Shape-Adapting Gated Experts: Dynamic Expert Routing for Colonoscopic Lesion Segmentation
This work addresses the problem of redundant computation and limited adaptability in medical image segmentation for cancer detection, representing an incremental improvement over existing CNN-Transformer hybrids.
The paper tackled the challenge of diverse cell scale and form in colonoscopic lesion segmentation by proposing Shape-Adapting Gated Experts (SAGE), a dynamic expert routing framework that achieved state-of-the-art Dice Scores of 95.57%, 95.16%, and 94.17% on three medical benchmarks.

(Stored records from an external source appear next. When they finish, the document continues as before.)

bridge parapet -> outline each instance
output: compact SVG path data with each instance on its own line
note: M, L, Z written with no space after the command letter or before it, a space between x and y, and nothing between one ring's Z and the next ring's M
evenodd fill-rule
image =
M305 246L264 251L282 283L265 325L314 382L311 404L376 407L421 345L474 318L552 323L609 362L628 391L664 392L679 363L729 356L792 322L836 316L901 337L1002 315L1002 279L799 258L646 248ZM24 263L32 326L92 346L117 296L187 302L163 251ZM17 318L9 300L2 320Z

The substantial diversity in cell scale and form remains a primary challenge in computer-aided cancer detection on gigapixel Whole Slide Images (WSIs), attributable to cellular heterogeneity. Existing CNN-Transformer hybrids rely on static computation graphs with fixed routing, which consequently causes redundant computation and limits their adaptability to input variability. We propose Shape-Adapting Gated Experts (SAGE), an input-adaptive framework that enables dynamic expert routing in heterogeneous visual networks. SAGE reconfigures static backbones into dynamically routed expert architectures. SAGE's dual-path design features a backbone stream that preserves representation and selectively activates an expert path through hierarchical gating. This gating mechanism operates at multiple hierarchical levels, performing a two-level, hierarchical selection between shared and specialized experts to modulate model logits for Top-K activation. Our Shape-Adapting Hub (SA-Hub) harmonizes structural and semantic representations across the CNN and the Transformer module, effectively bridging diverse modules. Embodied as SAGE-UNet, our model achieves superior segmentation on three medical benchmarks: EBHI, DigestPath, and GlaS, yielding state-of-the-art Dice Scores of 95.57%, 95.16%, and 94.17%, respectively, and robustly generalizes across domains by adaptively balancing local refinement and global context. SAGE provides a scalable foundation for dynamic expert routing, enabling flexible visual reasoning.